As I discussed in this post back in March, I have been actively involved in trying to get fair eBook pricing for libraries. I was in Springfield to jet rally support for IL House Bill 5236—The Digital Library Protection Act. From the ILA page Advocacy page about HB 5236:
What is House Bill 5236?
The Digital Library Protection Act, as known as House Bill 5236, aims to prevent publishers from imposing unfair restrictions on libraries when licensing eBooks, digital audiobooks, and other electronic literary materials. It prohibits contracts that would prevent libraries from performing their usual functions, like licensing materials from other publishers, using necessary technology for lending, making preservation copies, or participating in interlibrary loan systems.
It prevents publishers from restricting a library's ability to determine loan periods, from charging libraries more than the public for the same item, or from limiting the number of licenses a library can acquire after an item is available to the public. The bill ensures libraries can continue to virtually share content for educational purposes and share licensing terms with other libraries in the state.
In that post, I included my written testimony which was formally filed with the committee.
Since then, the bill passed the IL House 99-0. It is currently sitting the senate but the Association of American Publishers and the Authors Guild’s denunciation of the passage of Illinois HB 5236. It will probably not get taken up until the Fall session due to the Chicago Bears sucking all of the energy out of the state house, but we are on the right track.
This denunciation by the Authors Guild is what I am currently battling against. They are wrong to oppose this. They are not protecting authors. They are actually hurting them. I talk about it in that previous post. Author's do not get more money when these books are sold for high prices to libraries, and in fact, fewer books by mildest authors are purchased because of the high prices.
Our next steps here in IL are to keep the library workers updated (I helped with a webinar on that), and, through me, reach out to specific authors to get them to support us. I am going to have to work to explain why they need to go against the Authors Guild-- which I support normally too, especially as we are connected with them through he HWA-- but in this case they are wrong to side with the publishers.
Now that IL is making headway, 5 Large Library Organizations are finally speaking out to help those of us in CT and IL who have been going at it alone. We were the test cases and it is starting to work, so now others are reading to jump in and help us fight back.
PW had this great article that will get you up to speed on the entire issue. From the first paragraph:
On May 27, five public library organizations from the U.S. and Canada released a statement, addressing the Big Five publishers and digital platform providers, in response to e-book pricing models. The Association for Rural and Small Libraries, Chief Officers of State Library Agencies, Canadian Urban Libraries Council, Public Library Association, and Urban Libraries Council all signed on to the letter.

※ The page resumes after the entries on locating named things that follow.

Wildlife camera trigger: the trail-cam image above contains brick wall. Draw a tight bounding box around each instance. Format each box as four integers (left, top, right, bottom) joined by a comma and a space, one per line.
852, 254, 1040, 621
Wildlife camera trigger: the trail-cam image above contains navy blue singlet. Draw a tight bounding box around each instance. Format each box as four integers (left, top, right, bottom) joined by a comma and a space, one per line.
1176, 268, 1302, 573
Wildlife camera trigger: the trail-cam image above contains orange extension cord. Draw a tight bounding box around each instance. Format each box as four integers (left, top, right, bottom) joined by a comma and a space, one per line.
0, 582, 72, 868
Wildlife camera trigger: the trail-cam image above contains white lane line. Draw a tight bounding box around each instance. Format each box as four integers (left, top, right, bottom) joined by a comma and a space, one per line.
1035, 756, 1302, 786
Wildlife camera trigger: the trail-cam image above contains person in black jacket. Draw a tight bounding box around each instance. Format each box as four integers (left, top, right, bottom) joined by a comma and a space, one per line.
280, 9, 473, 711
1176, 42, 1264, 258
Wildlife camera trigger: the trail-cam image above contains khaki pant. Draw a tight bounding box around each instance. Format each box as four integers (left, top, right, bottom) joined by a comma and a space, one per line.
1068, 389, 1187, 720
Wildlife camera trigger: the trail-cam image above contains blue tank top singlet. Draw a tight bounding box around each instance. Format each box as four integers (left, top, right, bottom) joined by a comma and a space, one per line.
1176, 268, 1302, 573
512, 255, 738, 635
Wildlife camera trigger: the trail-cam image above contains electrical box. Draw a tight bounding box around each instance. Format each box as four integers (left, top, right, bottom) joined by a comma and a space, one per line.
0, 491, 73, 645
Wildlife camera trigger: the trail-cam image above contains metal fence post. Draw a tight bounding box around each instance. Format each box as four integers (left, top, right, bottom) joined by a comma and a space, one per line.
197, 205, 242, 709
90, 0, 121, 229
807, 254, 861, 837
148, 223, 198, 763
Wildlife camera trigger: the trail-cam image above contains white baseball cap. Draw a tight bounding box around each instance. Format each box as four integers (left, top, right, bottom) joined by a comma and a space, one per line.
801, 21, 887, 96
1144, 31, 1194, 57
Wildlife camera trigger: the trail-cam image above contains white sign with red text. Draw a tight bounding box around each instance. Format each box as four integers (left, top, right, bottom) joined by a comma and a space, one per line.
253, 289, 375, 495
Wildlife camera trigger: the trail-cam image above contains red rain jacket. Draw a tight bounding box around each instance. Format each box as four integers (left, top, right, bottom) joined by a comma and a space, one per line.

Please click through to read the entire article. It explains where we are on a national lever here. Things are getting serious and we are close to FULL VICTORY. Also take a look at the Joint Statement Letter (linked above as well). From that letter:
Our organizations, representing the vast majority of public libraries across the US and Canada, call on the Big Five publishers, as well as platform providers, to come to the table to work with libraries to identify and implement sustainable solutions, no matter the format.
Mutually-beneficial solutions exist. These include the importance of usage-based e-book models that guarantee our communities actually have access to the materials their libraries have paid for, and the option for libraries to purchase perpetual-use models so we can ensure the preservation of knowledge remains a cornerstone of the public library.
Public libraries protect copyright and invest millions of dollars in curating collections that increase author discovery and promote titles and reading, and our book borrowers are book buyers. We’re important partners for publishers, and have shared concerns including declining literacy rates and fighting threats to intellectual freedom.
It’s time for a new dynamic, based in collaboration and mutual respect, that can build off those shared interests. It’s time to finally address – rather than ignore – this crisis. This helps everyone – libraries, authors, patrons, publishers – thrive.
Thank you to PW's Libraries reporter, Nathalie op de Beeck, for covering this so well. Now everyone in publishing has a clearer understanding of what we are fighting for. I hope authors and smaller publishers begin to understand that the Association of American Publishers and the Authors Guild are not fighting for them like they may think they are.
Feel free to use any or all of my letter to the IL House, in tandem with the PW article and the Joint Statement Letter, to do your own advocating.